Les activités de la culture du riz à Ndrondroni dans la région de Mlédjélé sont presque à l’arrêt depuis quelques années. Sur 12 parcelles où était cultivé le riz par l'association Flera djema de Ndrondroni depuis quelques passées, seulement moins de 5 sont en activité à présent. Sans un appui technique et financier, cette riziculture tant prometteuse risque d’être complètement abandonnée. Ce qui constituerait une énorme perte pour le pays étant donné que la demande de riz locale est en forte croissance.

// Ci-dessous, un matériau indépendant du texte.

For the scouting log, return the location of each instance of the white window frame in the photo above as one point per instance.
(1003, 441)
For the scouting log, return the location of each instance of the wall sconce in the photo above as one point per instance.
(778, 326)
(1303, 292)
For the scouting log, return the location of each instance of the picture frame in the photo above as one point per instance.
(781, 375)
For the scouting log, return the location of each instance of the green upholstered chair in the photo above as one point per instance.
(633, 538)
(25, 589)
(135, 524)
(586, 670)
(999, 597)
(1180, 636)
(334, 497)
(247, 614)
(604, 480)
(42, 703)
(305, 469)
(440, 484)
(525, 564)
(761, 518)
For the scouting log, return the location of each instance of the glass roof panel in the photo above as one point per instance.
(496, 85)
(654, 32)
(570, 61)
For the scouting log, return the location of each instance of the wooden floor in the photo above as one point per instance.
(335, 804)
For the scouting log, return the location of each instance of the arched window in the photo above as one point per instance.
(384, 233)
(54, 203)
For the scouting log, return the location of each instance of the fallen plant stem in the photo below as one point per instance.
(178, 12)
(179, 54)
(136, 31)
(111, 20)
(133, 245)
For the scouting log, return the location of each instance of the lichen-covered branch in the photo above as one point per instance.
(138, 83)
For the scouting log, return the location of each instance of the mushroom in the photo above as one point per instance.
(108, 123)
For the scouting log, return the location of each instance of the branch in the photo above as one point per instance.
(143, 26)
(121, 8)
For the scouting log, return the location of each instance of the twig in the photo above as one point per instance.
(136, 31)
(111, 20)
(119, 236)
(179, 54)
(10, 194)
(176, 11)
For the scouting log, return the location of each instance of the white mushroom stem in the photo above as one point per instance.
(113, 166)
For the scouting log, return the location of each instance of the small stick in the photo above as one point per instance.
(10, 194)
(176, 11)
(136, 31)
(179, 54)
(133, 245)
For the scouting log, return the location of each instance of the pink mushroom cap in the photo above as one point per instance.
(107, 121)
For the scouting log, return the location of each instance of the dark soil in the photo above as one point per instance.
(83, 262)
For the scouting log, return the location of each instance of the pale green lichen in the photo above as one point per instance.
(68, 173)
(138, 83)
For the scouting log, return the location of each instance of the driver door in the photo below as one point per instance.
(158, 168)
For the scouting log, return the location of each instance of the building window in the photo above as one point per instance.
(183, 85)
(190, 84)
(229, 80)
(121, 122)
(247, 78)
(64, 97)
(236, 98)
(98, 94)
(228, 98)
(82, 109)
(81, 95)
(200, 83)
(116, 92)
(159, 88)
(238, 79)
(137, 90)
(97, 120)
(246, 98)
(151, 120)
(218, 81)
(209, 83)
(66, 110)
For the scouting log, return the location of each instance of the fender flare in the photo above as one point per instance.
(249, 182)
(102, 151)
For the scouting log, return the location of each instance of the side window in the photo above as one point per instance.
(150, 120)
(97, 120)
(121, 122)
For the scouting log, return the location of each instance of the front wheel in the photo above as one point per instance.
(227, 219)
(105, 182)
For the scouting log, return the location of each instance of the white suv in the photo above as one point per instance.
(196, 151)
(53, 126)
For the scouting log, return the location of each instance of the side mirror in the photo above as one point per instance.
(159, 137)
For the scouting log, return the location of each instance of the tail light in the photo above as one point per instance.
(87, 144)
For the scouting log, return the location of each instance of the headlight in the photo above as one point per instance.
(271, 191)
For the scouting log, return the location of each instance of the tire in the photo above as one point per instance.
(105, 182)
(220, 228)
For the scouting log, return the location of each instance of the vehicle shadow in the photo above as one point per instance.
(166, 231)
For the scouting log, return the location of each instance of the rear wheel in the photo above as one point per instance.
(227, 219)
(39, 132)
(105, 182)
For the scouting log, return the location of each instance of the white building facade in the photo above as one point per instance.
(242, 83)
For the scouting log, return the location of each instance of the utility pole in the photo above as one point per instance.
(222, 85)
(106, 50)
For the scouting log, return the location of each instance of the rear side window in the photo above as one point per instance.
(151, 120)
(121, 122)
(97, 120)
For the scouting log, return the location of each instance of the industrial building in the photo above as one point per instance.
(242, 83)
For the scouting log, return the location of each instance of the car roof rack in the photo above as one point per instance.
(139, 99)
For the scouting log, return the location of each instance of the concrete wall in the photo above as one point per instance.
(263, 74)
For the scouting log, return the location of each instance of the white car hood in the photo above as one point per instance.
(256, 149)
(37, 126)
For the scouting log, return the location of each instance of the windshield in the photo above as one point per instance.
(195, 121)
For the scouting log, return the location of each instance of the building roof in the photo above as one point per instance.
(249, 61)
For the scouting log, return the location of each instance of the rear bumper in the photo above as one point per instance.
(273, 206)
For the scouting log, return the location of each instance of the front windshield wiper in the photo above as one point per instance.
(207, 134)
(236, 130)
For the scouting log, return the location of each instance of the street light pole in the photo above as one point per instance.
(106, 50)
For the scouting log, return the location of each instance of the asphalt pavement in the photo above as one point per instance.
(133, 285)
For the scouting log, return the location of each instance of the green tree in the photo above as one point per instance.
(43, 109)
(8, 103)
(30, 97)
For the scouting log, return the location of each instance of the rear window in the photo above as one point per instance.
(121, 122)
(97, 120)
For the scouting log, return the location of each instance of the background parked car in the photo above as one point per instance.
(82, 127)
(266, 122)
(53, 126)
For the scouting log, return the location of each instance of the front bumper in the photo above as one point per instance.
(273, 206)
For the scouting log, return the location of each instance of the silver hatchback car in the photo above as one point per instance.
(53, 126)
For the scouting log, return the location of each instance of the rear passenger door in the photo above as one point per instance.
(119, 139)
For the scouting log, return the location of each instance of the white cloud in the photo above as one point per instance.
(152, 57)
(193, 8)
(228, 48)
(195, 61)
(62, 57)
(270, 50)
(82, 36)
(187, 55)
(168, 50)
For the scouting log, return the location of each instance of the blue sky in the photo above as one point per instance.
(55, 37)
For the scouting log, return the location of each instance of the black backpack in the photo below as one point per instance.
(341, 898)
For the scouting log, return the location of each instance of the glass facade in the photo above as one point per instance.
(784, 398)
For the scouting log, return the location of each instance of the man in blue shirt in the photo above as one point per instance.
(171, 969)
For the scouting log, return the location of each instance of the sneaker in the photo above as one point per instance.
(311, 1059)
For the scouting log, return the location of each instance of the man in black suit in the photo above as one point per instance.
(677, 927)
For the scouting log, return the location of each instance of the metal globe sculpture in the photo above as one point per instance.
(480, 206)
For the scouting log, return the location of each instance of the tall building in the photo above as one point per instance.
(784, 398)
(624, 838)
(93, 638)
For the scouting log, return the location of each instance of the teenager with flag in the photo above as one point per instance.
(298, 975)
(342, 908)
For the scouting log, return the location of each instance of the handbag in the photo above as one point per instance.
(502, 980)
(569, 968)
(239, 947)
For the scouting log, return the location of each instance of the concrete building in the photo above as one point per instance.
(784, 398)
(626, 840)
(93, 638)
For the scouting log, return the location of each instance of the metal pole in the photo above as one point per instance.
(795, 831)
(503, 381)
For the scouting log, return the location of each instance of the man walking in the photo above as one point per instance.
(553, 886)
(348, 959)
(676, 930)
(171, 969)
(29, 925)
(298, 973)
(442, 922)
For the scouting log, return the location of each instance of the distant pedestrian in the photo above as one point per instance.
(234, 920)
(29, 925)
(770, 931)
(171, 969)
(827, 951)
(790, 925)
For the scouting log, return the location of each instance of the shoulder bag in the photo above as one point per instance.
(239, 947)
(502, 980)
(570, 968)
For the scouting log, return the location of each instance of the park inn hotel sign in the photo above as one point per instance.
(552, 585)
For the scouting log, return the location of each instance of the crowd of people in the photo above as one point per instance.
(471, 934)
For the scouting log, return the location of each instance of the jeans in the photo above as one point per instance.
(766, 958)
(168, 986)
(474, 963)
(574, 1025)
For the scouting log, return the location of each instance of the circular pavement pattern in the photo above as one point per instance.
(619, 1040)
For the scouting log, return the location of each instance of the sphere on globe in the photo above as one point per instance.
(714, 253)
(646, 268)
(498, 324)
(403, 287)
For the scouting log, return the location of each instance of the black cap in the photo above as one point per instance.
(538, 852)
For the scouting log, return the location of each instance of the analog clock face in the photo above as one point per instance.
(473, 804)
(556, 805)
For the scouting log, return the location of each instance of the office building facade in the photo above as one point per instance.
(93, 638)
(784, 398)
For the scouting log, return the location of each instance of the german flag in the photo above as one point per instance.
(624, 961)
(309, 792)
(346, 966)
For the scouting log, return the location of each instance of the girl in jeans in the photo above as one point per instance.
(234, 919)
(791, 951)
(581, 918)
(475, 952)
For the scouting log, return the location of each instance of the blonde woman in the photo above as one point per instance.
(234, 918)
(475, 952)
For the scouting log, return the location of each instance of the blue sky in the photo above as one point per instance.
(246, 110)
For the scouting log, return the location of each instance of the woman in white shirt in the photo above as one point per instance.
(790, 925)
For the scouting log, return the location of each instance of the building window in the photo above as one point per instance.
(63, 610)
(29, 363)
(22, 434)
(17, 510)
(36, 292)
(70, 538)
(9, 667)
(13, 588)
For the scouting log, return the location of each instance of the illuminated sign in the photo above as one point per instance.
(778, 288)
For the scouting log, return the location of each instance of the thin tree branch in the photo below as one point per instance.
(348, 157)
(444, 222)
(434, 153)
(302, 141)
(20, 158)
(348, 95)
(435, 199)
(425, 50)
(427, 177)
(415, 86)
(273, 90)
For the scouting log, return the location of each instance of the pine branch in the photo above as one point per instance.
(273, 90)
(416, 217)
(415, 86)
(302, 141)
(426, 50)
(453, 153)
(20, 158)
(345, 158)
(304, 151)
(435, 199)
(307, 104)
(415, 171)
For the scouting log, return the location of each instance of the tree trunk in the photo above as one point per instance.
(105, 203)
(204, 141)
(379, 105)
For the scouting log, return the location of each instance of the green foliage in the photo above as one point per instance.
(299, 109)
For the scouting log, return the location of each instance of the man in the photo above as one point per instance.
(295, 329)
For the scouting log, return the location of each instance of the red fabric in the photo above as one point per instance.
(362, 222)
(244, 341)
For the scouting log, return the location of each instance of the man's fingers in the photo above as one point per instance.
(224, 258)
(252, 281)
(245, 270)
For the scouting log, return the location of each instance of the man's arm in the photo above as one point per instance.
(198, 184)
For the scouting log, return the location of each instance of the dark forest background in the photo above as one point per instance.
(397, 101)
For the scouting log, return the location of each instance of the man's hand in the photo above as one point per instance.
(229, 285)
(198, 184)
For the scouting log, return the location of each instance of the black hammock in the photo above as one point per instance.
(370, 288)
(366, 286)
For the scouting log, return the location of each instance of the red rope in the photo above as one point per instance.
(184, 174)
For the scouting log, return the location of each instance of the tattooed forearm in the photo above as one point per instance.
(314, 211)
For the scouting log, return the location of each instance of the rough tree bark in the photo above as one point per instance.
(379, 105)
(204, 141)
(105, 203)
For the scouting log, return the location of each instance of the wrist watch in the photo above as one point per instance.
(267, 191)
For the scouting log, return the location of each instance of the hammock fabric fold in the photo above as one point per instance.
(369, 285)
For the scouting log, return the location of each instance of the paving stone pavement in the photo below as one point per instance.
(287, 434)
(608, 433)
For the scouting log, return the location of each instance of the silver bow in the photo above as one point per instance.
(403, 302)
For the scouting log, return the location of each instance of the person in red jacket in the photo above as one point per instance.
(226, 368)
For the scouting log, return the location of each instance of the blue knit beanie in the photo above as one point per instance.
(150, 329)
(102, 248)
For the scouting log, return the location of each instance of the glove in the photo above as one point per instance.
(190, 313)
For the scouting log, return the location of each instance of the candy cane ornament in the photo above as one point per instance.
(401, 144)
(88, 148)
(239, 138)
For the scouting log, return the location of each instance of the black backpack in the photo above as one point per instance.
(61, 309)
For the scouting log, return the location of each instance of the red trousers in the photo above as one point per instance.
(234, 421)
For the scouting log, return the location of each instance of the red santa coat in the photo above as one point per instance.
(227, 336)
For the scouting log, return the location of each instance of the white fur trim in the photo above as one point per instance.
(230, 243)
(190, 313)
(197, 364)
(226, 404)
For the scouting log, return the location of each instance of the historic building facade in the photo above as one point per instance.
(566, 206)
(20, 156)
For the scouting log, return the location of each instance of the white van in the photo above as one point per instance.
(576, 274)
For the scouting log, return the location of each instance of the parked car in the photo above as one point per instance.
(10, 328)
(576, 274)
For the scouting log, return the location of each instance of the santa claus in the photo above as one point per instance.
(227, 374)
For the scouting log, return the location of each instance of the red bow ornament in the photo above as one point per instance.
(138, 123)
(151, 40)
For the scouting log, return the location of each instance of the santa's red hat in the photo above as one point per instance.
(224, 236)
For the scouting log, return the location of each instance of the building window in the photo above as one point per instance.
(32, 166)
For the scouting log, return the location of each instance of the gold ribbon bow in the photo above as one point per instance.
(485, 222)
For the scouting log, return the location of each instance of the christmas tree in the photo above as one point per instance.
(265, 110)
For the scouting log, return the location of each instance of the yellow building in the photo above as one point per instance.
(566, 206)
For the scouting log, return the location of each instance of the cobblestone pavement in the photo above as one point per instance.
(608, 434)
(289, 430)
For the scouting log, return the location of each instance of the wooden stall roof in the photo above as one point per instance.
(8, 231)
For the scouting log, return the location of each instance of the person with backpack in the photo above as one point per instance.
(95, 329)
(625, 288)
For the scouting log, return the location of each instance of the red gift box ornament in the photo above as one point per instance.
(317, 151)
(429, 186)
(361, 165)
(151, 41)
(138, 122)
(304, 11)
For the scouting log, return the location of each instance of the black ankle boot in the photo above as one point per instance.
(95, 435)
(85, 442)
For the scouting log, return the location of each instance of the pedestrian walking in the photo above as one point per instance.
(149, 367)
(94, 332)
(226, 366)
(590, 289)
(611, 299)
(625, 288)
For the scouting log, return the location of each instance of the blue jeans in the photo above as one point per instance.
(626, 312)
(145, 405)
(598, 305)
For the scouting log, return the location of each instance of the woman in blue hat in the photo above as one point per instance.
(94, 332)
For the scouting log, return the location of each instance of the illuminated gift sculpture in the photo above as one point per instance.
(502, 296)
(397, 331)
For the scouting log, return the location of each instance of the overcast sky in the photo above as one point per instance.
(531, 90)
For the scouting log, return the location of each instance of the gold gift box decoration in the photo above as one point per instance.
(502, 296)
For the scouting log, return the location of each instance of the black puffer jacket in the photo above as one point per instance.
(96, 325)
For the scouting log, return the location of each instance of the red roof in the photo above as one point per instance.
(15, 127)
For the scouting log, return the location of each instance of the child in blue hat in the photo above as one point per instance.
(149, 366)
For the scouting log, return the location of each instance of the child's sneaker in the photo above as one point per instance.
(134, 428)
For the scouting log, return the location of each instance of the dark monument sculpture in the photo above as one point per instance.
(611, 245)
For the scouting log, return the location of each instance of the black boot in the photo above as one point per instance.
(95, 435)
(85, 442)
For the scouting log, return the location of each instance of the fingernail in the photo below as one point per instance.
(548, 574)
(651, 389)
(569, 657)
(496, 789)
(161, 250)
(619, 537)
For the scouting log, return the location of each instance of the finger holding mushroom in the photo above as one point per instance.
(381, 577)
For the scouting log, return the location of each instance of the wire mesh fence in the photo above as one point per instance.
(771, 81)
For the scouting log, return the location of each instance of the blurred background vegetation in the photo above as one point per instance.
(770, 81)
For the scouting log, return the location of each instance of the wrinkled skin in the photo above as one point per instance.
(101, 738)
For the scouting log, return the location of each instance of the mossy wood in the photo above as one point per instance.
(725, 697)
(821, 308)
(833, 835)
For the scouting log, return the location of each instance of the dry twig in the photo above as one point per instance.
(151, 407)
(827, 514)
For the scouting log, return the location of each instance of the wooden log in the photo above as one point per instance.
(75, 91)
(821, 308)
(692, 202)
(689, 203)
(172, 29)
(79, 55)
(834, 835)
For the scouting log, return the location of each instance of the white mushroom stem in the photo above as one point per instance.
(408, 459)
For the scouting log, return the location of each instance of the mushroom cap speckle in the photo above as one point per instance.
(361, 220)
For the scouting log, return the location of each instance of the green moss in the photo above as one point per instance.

50 personnes tous des membres de la coopérative Flera djema de Ndrondroni, dont en majorité des femmes, travaillaient avec détermination sur des méthodes traditionnelles pour nourrir les habitants de l'île. De 2015 à 2021, soit 6 ans durant, près de 12 parcelles de 9 hectares étaient cultivées chaque année avec des différentes variétés de riz pour produire au total 30 à 40 tonnes de riz tous les trois mois.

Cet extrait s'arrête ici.